When Kristin Baker headed back to West Point last month, she knew she was among the handful of candidates for first captain, the U.S. Military Academy's highest cadet honor. Baker, who will graduate next spring, had just put in several long weeks as a speech writer at the Pentagon, but she wasn't surprised when, instead of a little R&R, she was handed a new challenge: leading the second segment of Beast Barracks, the grueling basic training for 1,356 new cadets. "Kristin was put to the test of fire," says Gen. Dave Palmer, the academy's superintendent. "She came through brilliantly."

And so on Aug. 3 Palmer gave Baker an even bigger test: He named her the first female captain of the cadet corps in West Point's 187-year history. (The academy first accepted women in 1976; 10 percent of the student body is now female.) This time the 5'4" Baker—who will direct a staff of 40 and oversee the academic and military performance of some 4,400 cadets-was startled. "I came here thinking I wanted to be in the top part of my class," she says, "but this is overwhelming."

The job of West Point's first captain, which has been held by the likes of Douglas MacArthur and William Westmoreland, is awarded on the basis of school achievements and leadership skills. In her three years at the academy, Baker, 21, a psychology major, has maintained a 3.36 average and competed in cross-country skiing and soccer. Says Col. James Hawthorne, the Point's director of public affairs: "The screening for first captain begins the day cadets walk into this place. Each one is constantly measured militarily, academically and athletically. Kristin's appointment has nothing to do with gender. This girl is a piece of work."

Baker is an Army brat, the daughter of Col. Robert Baker (West Point '66, and a post commander in Yuma, Ariz.) and his wife, Grace, a nurse. Born in North Dakota, Kristin grew up both in the States and abroad. At 17, while living in Virginia, she began to play soccer and set precedents. "I was the only girl on the team," she says. "But I never thought about it. I just wanted to play." In her senior year she contemplated going to West Point or studying to become a politician. "I was attracted by the self-discipline, the uniforms and the football games at West Point," she says. "I decided I could pursue politics down the road."

Going from civilian life to the rigors of military school was tough at first. "My dad didn't tell me anything," Baker says, laughing. "He said, 'Don't worry, Kristin, think of it as a game.' "

It is a game she has played well, and one that will be harder now. She must balance the duties of her new role, which include holding frequent staff meetings, with academics and a modicum of personal life—reading Danielle Steel novels and relaxing with her cadet boyfriend. And while most of her fellow cadets applaud her appointment, Kristin has come in for criticism too. "Some people are angry and think others were better qualified," says Sharon DeCrane, a junior. "We'll just have to see."

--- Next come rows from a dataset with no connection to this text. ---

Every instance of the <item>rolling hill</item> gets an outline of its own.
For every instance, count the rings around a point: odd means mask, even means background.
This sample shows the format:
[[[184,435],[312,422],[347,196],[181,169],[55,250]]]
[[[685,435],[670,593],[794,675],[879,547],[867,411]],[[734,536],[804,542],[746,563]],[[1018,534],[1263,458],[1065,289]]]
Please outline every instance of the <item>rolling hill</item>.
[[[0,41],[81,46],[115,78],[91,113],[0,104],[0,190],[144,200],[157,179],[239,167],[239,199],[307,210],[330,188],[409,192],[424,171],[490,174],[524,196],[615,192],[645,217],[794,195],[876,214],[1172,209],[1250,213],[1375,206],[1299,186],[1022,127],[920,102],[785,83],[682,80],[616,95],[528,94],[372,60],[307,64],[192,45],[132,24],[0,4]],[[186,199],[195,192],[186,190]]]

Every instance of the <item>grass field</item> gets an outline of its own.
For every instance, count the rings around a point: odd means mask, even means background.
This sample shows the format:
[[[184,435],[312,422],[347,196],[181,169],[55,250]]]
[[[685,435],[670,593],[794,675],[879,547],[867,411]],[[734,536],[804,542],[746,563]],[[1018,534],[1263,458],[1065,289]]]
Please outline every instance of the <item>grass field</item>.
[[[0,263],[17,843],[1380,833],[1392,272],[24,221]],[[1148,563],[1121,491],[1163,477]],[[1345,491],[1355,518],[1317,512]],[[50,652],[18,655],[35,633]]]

So far, Baker has displayed a leader's grace under pressure—and a flair, which will surely come in handy, for dealing with groups of men. On a visit to New York City to make the rounds of the network morning news shows, the first captain of West Point caught her heel and stumbled on the ABC building's steps. Several male bystanders rushed to her aid. Baker brushed herself off, then explained with aplomb: "I just planned that to get your attention."